Retrain the employee and back to work business as usual.” But further analysis may identify, that the employee had not been provided with gloves, or the supervisor never wears his gloves and doesn’t require his guys to wear them. Maybe the gloves
provided aren’t the right glove for the job and employees often remove them. It may cause us to re-evaluate our training program.

There are many factors that can be at play when determining the root causes of incidents. Blaming incidents on employee negligence or misbehavior is the easy way out and will do nothing to prevent future accidents. Once we’ve identified the root causes we can then identify and implement appropriate corrective actions. This may require that we change our processes, implement engineering controls, conduct PPE assessments and provide PPE, conducting training, etc.

It is also critical that we share these valuable lessons learned with the entire company and our peers.

In the construction industry, workers and crews are divided across a geographic area, and may never come in contact with those who were on site where the incident occurred.

It is highly likely that the same problems you are having on one site are also happening on others. Evaluate your other sites to ensure you don’t have similar accidents waiting to happen. Don’t be selfish with this valuable information.

Value of Incident Investigations

With each incident there are direct costs, such as Medical Care, repair or replacement of damaged materials, workers comp, insurance premiums, etc.

However, the indirect costs are often much higher due to lost man hours and production while job was shut down, retraining of employees, supervisors and management time spent investigating accidents and processing claims, etc. Accidents and injuries are much more costly than what you think.

There’s an old saying that goes “Don’t let a good crisis go to waste”.

Accidents, injuries, and near misses are all valuable learning opportunities we cannot lose out on. The accident has already happened, and the damage is done.

Let’s not repeat the same mistake twice. This is why the investigation of near misses are so critical.
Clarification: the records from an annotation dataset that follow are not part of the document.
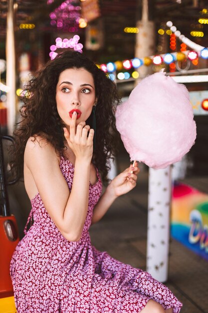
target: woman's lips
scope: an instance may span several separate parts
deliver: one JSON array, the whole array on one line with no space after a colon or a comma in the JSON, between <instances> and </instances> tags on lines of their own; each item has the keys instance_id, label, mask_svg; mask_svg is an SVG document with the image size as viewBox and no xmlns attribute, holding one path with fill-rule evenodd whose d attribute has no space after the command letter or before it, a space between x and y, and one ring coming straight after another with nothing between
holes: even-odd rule
<instances>
[{"instance_id":1,"label":"woman's lips","mask_svg":"<svg viewBox=\"0 0 208 313\"><path fill-rule=\"evenodd\" d=\"M75 112L76 112L77 114L77 120L78 118L79 118L81 116L81 114L82 114L82 112L81 112L81 111L80 111L79 110L78 110L78 109L74 109L73 110L71 110L71 111L70 111L69 112L69 116L71 118L72 117L72 114L73 114L73 112L74 112L74 111Z\"/></svg>"}]
</instances>

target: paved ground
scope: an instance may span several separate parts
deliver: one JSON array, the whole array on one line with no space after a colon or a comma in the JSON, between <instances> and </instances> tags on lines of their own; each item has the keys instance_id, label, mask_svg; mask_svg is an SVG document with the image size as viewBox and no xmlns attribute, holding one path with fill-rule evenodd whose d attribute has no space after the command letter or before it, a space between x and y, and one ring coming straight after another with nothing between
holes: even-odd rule
<instances>
[{"instance_id":1,"label":"paved ground","mask_svg":"<svg viewBox=\"0 0 208 313\"><path fill-rule=\"evenodd\" d=\"M121 159L120 170L128 166ZM117 199L103 218L93 225L93 244L132 266L146 268L148 174L141 170L136 188ZM23 236L30 202L22 183L9 187L11 210ZM17 213L18 212L18 214ZM169 275L166 283L184 304L181 313L208 313L208 263L174 240L170 244Z\"/></svg>"}]
</instances>

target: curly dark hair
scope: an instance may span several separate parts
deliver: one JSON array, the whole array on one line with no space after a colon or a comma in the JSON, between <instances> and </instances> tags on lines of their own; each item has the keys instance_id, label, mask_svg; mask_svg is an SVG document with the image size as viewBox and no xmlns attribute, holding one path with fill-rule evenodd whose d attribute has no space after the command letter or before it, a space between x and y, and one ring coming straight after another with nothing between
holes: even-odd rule
<instances>
[{"instance_id":1,"label":"curly dark hair","mask_svg":"<svg viewBox=\"0 0 208 313\"><path fill-rule=\"evenodd\" d=\"M20 109L21 120L14 132L15 144L10 152L11 168L13 172L22 176L25 147L31 136L41 135L53 145L59 155L63 152L65 126L57 110L56 87L60 73L71 68L84 68L94 78L97 103L96 145L92 160L106 185L110 158L114 158L119 142L114 114L120 100L114 82L92 60L77 52L65 51L58 54L34 74L25 86L23 104ZM86 121L91 127L91 116Z\"/></svg>"}]
</instances>

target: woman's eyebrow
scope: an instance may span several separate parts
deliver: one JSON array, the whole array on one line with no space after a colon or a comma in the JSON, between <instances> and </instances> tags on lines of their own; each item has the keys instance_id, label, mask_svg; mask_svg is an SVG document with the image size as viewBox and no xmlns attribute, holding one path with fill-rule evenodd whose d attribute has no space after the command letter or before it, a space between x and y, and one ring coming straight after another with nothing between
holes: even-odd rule
<instances>
[{"instance_id":1,"label":"woman's eyebrow","mask_svg":"<svg viewBox=\"0 0 208 313\"><path fill-rule=\"evenodd\" d=\"M60 86L61 84L67 84L68 85L72 85L72 84L71 84L71 82L61 82L61 84L60 84L59 86Z\"/></svg>"},{"instance_id":2,"label":"woman's eyebrow","mask_svg":"<svg viewBox=\"0 0 208 313\"><path fill-rule=\"evenodd\" d=\"M62 82L60 84L59 86L60 86L62 84L67 84L69 85L72 85L73 84L70 82ZM90 86L92 88L94 88L94 87L92 86L90 84L83 84L80 85L80 87L84 87L85 86Z\"/></svg>"}]
</instances>

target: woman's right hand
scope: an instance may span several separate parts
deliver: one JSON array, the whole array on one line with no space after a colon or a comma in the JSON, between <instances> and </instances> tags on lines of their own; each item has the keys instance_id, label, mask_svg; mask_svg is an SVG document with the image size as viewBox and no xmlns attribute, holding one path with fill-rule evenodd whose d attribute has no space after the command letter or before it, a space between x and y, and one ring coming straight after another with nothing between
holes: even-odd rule
<instances>
[{"instance_id":1,"label":"woman's right hand","mask_svg":"<svg viewBox=\"0 0 208 313\"><path fill-rule=\"evenodd\" d=\"M76 159L85 159L91 162L93 150L94 130L90 128L89 125L86 125L85 122L80 122L76 129L76 118L77 114L74 112L69 132L66 128L63 128L64 137Z\"/></svg>"}]
</instances>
Near misses are defined as: an unplanned event that did not result in injury, illness or damage – but had the potential to do so. If we have the opportunity to learn from near misses, we must take them. These lessons are free, but the next time it happens, they may not be.
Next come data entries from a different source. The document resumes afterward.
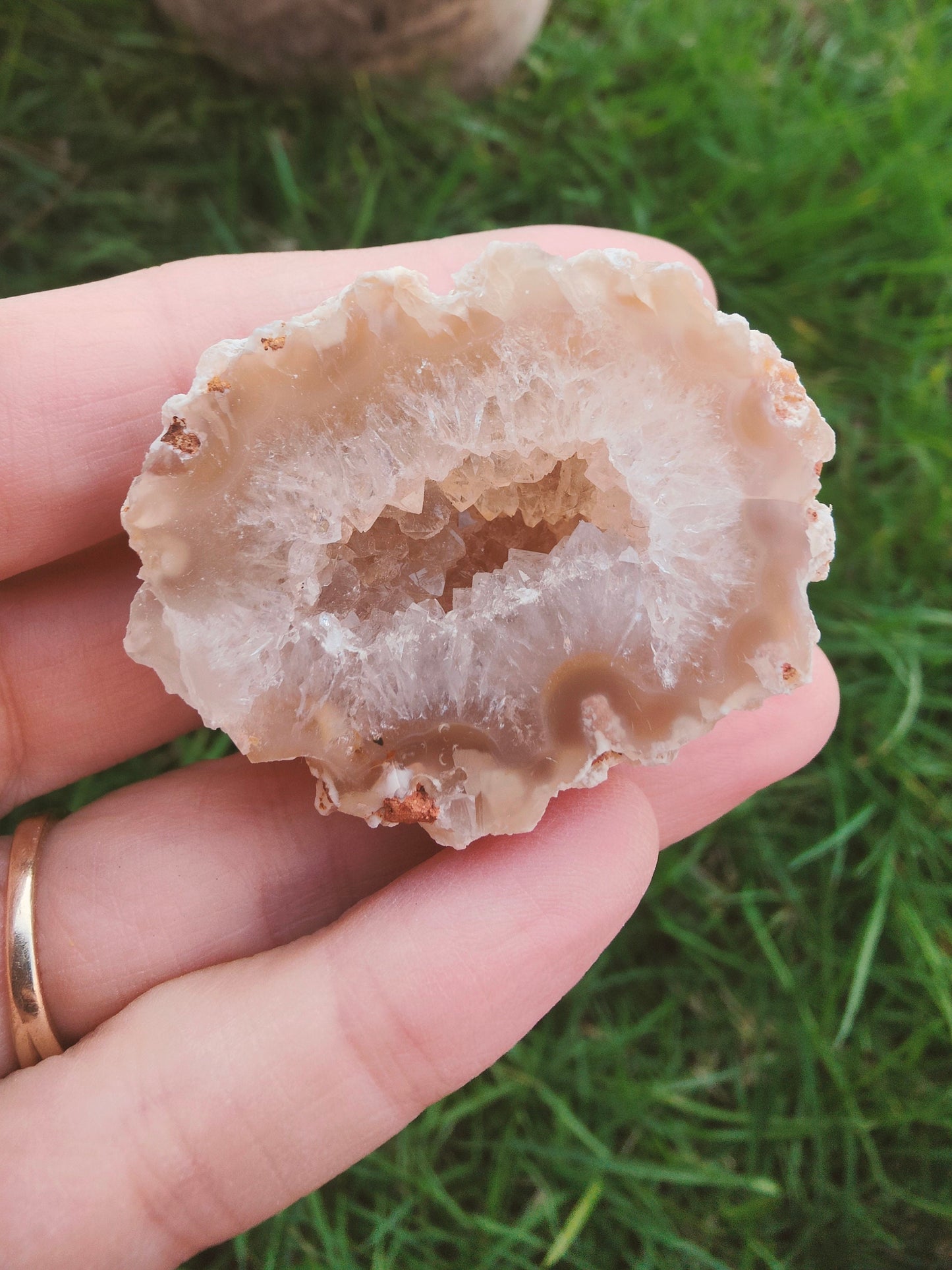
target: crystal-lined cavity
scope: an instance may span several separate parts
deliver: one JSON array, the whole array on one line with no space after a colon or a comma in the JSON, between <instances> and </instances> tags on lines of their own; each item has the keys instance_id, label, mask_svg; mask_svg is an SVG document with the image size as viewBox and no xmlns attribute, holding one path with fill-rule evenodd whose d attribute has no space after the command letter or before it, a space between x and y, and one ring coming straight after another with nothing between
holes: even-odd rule
<instances>
[{"instance_id":1,"label":"crystal-lined cavity","mask_svg":"<svg viewBox=\"0 0 952 1270\"><path fill-rule=\"evenodd\" d=\"M126 646L321 810L465 846L810 677L833 436L683 265L495 244L209 349Z\"/></svg>"}]
</instances>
Additionally, it is critical that these injuries be documented for analysis and improvement of the safety program. If by mid-year we have already had eight hand injuries, we can quickly identify that there is something very wrong with our safety program and we need to focus in on hand safety.

But if these incidents are not reported or documented, we won’t be able to diagnose the problem accurately, or we may not even realize he have a problem.
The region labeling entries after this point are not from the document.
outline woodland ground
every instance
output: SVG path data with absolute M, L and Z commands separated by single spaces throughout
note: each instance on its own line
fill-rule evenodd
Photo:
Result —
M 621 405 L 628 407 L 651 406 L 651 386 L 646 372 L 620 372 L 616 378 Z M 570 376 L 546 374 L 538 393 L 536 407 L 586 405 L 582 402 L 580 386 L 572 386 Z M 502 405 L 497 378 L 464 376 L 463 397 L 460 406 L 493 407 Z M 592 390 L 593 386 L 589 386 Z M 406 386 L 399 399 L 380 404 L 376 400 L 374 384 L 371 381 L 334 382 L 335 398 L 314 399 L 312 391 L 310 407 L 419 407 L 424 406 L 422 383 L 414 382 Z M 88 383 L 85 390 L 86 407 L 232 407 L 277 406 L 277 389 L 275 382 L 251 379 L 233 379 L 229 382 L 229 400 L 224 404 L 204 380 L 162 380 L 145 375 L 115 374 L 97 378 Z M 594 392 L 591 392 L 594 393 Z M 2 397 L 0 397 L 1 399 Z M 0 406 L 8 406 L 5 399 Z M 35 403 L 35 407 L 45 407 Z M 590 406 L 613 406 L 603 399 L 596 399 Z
Every incident we prevent as a result of conducting effective incident investigations is a life saved, it is one less person in pain or suffering, it is money and time saved.

However, we will never know exactly how many incidents our efforts will have prevented, because they never happened. It has been my goal as a safety professional to save one life. I believe that through focused efforts on incident investigations and corrective actions we can save one life.